© Ak Gazete 2015

Bir Ekrem klasiği: “Ben sorumlu değilim!”

Ali Karahasanoğlu'nun köşe yazısı

Bu adamlar, Türkiye’yi yönetmeye kalkışıyorlar..

İstanbul’u çok yönettiler..

Liyakatsizliklerden başlayın, beceriksizliklere kadar..

Kadrolaşmadan başlayın, hiçbir İstanbullunun derdi olmayan eşcinsel evlilleklere toplumu hazırlamaya kadar..

Ne kadar işgüzarlık varsa..

Ne kadar, al takke ver külah ilişki varsa..

Ne kadar işten kaçma, ama aynı zamanda şov yapma rezaleti varsa..

İstanbul’da yaşanıyor..

Alın size son örneği..

Eski Ticaret Bakanı Ruhsar Pekcan için, muhalefet kıyametleri koparttı..

Ne imiş, Pekcan’ın eşinin ortağı olduğu şirket, bakanlığa dezenfektan satmış.

“Eğer diğer firmalardan daha ucuza satmış ise, sorun ne?” dedik..

“İlla devletin kazıklanmasını mı istiyorsunuz?” dedik..

“Bakanın eşinin ortak olduğu şirket satmayıp, araya bir şirket girse, o da % 25 komisyon alsa, böylece işler düzgün mü yapılmış sayılacaktı?” diye sorduk..

Bakanın eşi, tam da dikkat çektiğimiz konuya açıklık kazandırıp, “Bana, aracı şirketlere satış yapmamı, onların bakanlığa kâr payı koyarak satış yapması önerildi. ‘Ben onlara para kazandırmam’ diyerek, direk satış yaptım” dedi..

Her şeye rağmen, “Etik değil” diyebilirsiniz..

“Ne aracı ile, ne de direkt, eşinin bakanlık koltuğunda oturduğu bir  dönemde, böyle bir ilişkiye hiç girilmese daha iyi olurdu” diyebirisiniz..
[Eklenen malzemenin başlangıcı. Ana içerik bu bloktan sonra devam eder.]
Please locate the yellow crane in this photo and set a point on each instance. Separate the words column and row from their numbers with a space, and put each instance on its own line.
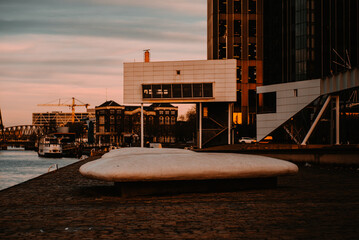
column 72, row 106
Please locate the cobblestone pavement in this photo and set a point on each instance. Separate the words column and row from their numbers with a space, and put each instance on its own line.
column 320, row 202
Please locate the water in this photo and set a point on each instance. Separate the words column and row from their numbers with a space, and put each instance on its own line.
column 17, row 166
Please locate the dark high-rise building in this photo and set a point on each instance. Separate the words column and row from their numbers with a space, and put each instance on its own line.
column 235, row 31
column 277, row 41
column 309, row 39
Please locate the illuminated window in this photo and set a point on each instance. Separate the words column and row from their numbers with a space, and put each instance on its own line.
column 173, row 120
column 161, row 120
column 252, row 74
column 187, row 90
column 102, row 120
column 252, row 28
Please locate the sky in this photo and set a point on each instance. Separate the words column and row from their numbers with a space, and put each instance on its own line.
column 58, row 49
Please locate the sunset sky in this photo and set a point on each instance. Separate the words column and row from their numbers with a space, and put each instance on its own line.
column 51, row 49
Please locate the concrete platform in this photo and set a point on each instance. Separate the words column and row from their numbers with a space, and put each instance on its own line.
column 148, row 171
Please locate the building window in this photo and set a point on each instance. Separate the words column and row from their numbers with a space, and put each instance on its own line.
column 222, row 52
column 222, row 27
column 252, row 74
column 252, row 53
column 252, row 101
column 102, row 120
column 166, row 91
column 147, row 91
column 157, row 91
column 177, row 90
column 207, row 90
column 239, row 74
column 188, row 90
column 222, row 6
column 161, row 120
column 237, row 48
column 173, row 120
column 252, row 6
column 237, row 6
column 269, row 103
column 197, row 90
column 150, row 119
column 252, row 28
column 205, row 112
column 295, row 92
column 237, row 28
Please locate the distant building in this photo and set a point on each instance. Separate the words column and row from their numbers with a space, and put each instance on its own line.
column 120, row 125
column 60, row 119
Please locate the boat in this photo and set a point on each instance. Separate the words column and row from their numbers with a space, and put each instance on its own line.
column 50, row 146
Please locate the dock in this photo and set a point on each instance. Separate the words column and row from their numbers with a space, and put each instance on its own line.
column 321, row 202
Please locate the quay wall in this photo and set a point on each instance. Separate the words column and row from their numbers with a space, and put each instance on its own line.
column 316, row 154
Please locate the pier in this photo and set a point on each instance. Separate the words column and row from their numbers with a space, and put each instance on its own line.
column 321, row 202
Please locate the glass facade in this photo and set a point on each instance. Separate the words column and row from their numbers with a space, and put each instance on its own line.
column 170, row 91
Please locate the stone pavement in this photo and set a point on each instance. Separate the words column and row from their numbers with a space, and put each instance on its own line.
column 321, row 202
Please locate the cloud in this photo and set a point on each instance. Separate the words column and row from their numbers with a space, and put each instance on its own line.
column 53, row 49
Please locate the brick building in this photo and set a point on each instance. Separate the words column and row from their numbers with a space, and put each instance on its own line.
column 120, row 125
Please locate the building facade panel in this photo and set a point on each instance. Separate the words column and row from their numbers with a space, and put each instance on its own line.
column 180, row 83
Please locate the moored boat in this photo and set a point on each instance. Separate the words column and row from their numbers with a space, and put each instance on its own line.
column 50, row 146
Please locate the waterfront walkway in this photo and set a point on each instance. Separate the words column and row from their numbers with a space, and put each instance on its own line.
column 321, row 202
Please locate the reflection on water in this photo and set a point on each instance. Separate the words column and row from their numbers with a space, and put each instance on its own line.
column 17, row 165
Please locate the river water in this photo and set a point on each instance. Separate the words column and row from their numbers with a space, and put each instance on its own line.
column 17, row 166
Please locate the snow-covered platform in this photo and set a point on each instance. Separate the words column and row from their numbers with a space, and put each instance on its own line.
column 142, row 171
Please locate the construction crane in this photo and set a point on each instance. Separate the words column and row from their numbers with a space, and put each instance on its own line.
column 72, row 106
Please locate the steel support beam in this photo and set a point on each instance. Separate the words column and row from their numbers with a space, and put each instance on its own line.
column 337, row 119
column 142, row 127
column 229, row 122
column 316, row 121
column 200, row 126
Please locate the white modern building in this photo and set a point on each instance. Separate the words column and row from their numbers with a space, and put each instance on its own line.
column 195, row 81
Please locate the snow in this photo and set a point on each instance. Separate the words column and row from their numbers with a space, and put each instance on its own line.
column 161, row 164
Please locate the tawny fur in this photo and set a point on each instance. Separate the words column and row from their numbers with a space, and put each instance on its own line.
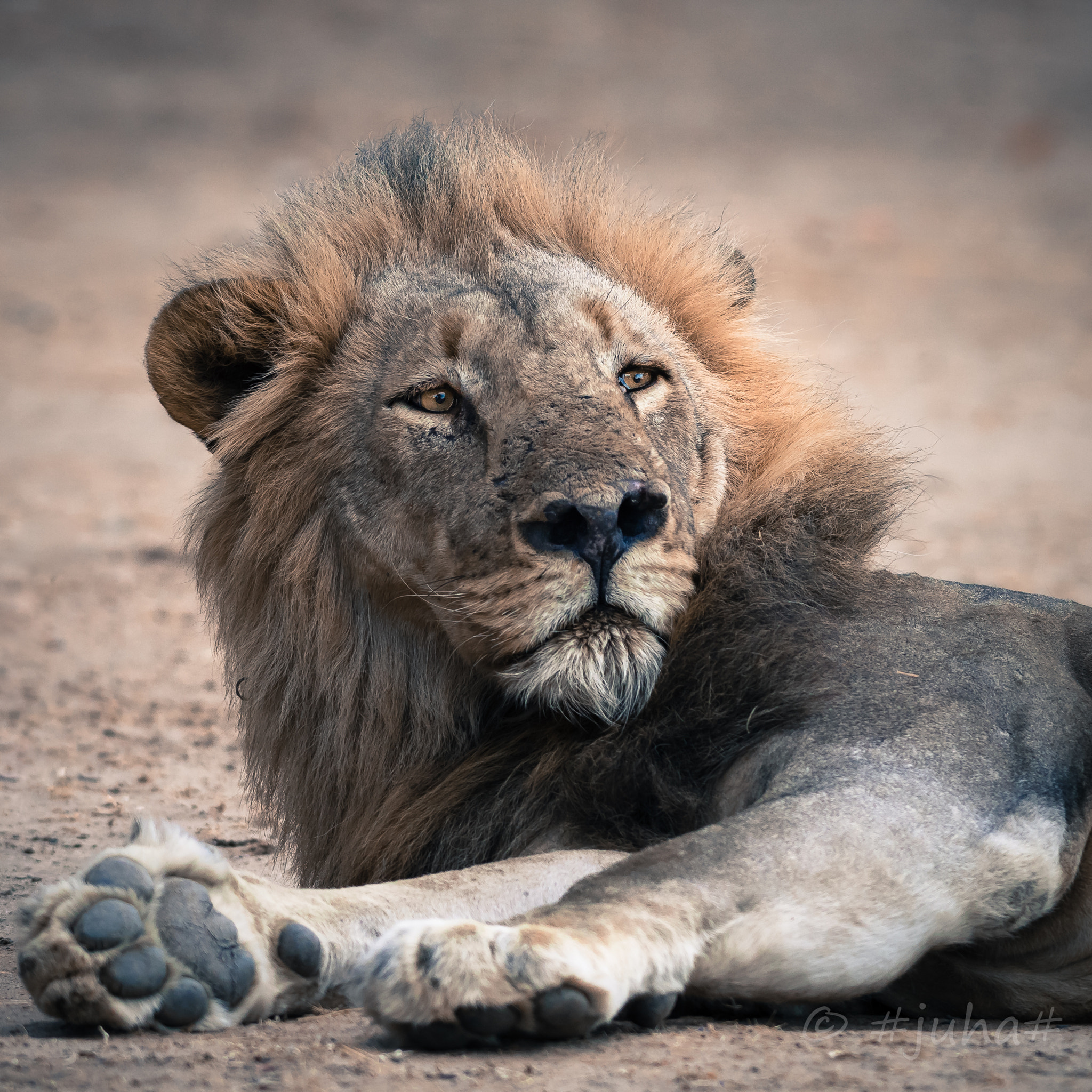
column 368, row 746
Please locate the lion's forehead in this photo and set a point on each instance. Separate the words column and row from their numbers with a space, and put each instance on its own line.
column 528, row 305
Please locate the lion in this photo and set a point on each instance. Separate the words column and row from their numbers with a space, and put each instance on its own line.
column 568, row 675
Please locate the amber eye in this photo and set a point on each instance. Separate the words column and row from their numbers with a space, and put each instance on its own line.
column 636, row 379
column 436, row 400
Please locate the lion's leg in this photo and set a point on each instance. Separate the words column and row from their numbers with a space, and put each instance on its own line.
column 164, row 932
column 799, row 899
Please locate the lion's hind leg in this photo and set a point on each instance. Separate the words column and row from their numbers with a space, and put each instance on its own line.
column 164, row 933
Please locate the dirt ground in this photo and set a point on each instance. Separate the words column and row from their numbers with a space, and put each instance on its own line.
column 913, row 181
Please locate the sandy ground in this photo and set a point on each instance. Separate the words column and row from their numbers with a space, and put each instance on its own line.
column 913, row 181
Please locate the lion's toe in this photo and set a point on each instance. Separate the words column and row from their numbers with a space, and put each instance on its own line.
column 132, row 944
column 446, row 985
column 139, row 972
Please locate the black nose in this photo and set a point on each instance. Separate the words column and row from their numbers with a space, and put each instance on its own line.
column 600, row 535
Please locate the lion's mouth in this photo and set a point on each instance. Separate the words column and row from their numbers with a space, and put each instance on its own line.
column 591, row 627
column 602, row 665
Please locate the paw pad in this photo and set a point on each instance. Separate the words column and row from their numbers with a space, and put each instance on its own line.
column 107, row 924
column 122, row 872
column 194, row 929
column 186, row 1003
column 564, row 1013
column 137, row 973
column 301, row 950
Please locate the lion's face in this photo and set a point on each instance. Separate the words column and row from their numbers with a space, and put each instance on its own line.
column 520, row 459
column 525, row 464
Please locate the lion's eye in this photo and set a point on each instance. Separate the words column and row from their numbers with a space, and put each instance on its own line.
column 436, row 399
column 636, row 379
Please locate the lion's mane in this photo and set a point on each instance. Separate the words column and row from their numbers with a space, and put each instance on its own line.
column 368, row 748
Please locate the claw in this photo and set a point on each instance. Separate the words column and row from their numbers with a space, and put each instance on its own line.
column 487, row 1020
column 438, row 1037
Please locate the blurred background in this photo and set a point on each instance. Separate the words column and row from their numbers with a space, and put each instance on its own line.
column 912, row 178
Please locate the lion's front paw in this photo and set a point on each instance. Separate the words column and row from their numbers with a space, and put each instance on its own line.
column 445, row 985
column 137, row 941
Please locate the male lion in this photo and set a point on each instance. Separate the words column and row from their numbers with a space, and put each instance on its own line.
column 549, row 593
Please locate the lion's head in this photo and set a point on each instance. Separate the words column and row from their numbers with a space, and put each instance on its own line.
column 474, row 417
Peki, Ekrem İmamoğlu’nun imza attığı, şu rezalete ne diyeceksiniz?

Konu, yine dezenfektan..

Bu sefer alımı yapan, İstanbul Büyükşehir Belediye Başkanlığı..

Ümraniye Belediye Başkan Yardımcısı Yavuz Selim Tuncer, Ekrem İmamoğlu’nun başında olduğu İBB’nin litresi 73 TL’den 15 bin litre dezenfektan alımı yaptığını, kendilerinin ise İstanbul Gürpınar İMKB Meslek Lisesi’nden litresi 15 TL’den 4 bin litre alım yaptıklarını açıklıyor..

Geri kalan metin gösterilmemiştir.